Permalink for comment 325806
To read all comments associated with this story, please click here.
google_ninja
Member since:
2006-02-05

The trends in commercial software are moving more and more to user driven development, and not compromising on quality. Where I work we have a 1 month release cycle, where every month we ask our users (we call them product owners internally to try and keep from falling into holier then thou programmer attitudes) what the features they need the most are, and let that drive the features of the release. We have two testers to every developer, and these are trained people who give very good bug reports and methodically test the software, not just random people on the interweb. We aim for 3 lines of test code to every 1 line of production code, and most of the team practices test driven development. Every code check in needs to be reviewed by another programmer before it goes to the testers, and our build server automatically runs through integration tests on every check in to the source tree. And every iteration has time set aside for regression testing, deployment testing, and performance testing to be absolutely sure we ship quality.
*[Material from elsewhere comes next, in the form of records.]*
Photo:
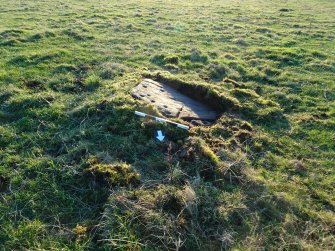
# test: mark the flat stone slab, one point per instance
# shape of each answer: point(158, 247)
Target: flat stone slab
point(171, 103)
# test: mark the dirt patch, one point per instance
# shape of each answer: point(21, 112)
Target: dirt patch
point(173, 103)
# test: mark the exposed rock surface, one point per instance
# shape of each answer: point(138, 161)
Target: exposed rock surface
point(171, 102)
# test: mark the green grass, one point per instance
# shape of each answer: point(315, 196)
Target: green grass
point(78, 171)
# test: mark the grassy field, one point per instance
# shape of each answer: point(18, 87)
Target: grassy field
point(78, 170)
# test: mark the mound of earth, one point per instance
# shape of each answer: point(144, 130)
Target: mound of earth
point(171, 103)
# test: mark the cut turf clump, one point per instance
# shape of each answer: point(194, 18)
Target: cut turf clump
point(117, 174)
point(3, 184)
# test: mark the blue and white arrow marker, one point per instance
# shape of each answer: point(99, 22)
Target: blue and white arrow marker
point(160, 136)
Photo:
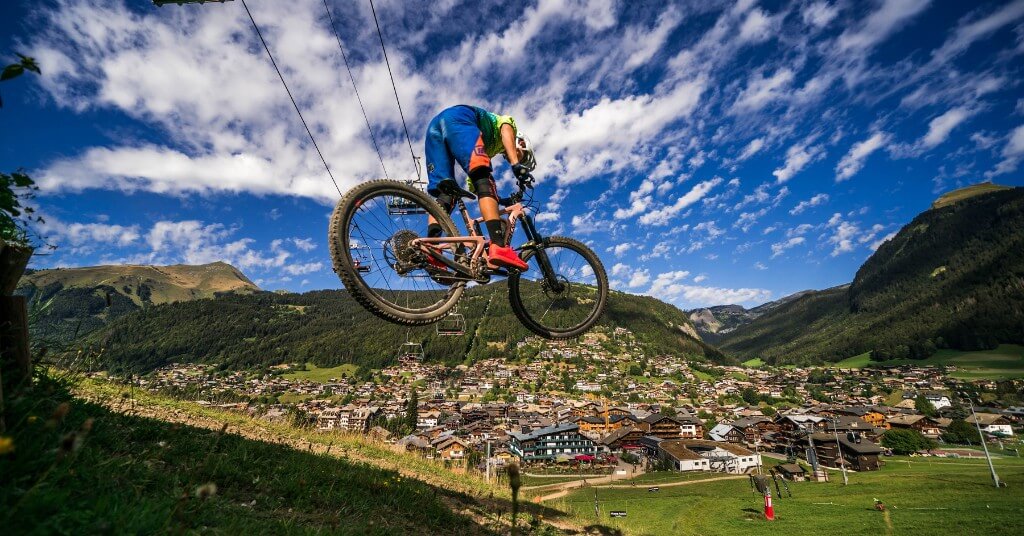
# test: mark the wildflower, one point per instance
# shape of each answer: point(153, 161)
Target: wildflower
point(59, 413)
point(6, 445)
point(206, 491)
Now, we are ahead of the curve on this, and Scrum is one of the more hardcore of the Agile processes, but this is direction the industry is moving in. The software industry has traditionally had an abysmal standard of quality, and has been driven by cowboy coders who dont give a crap about the people they are actually writing the code for. In anything even resembling what would be considered a modern process, we are now taking a more holistic approach, and learning how to stop wasting everybodies time and money building things that are un tested and features that are misunderstood, or just plain un needed.

By contrast, open source embraces that mentality. Unit testing is rarely, if ever used. The commercial software world is bringing the developer and the user closer together, while the open source world pushes them further apart. Users are something to be taken care of by downstream, and heaven forbid if any of them try to break that barrier and ask a developer directly for help, which they only do in desperation when a distro doesn't have a good working relationship with upstream. What I would consider good developers (i.e. people who care about the big picture) either do not stick around long (like con kolivas) or become completely disillusioned and just stop doing anything that effects the end user anymore (havoc, miguel)

Sorry for the huge rant, but that comment is exactly the reason that I post the things that I do in places like this. There is this massive misconception that open source is inherently better for the users, and it really isn't, except in a very abstract way that has little to no real value. You say that open source is like punk rock and commercial software is like top 40, fine. I say open source is like communism, fantastic ideas, very idealistic, inherently flawed in its inability to deliver meaningful innovation or an acceptable level of quality without doing so on the back of a more practical system.

And seriously dude, apple is punk rock. They are hip, revolutionary, and mean to the bone ;-)

And just so you know, this is coming from someone who has used linux for about 6 years now on and off (currently on, I am running hardy), has participated in a great deal of open source projects, and doesn't any more due to a serious disillusionment with the whole system.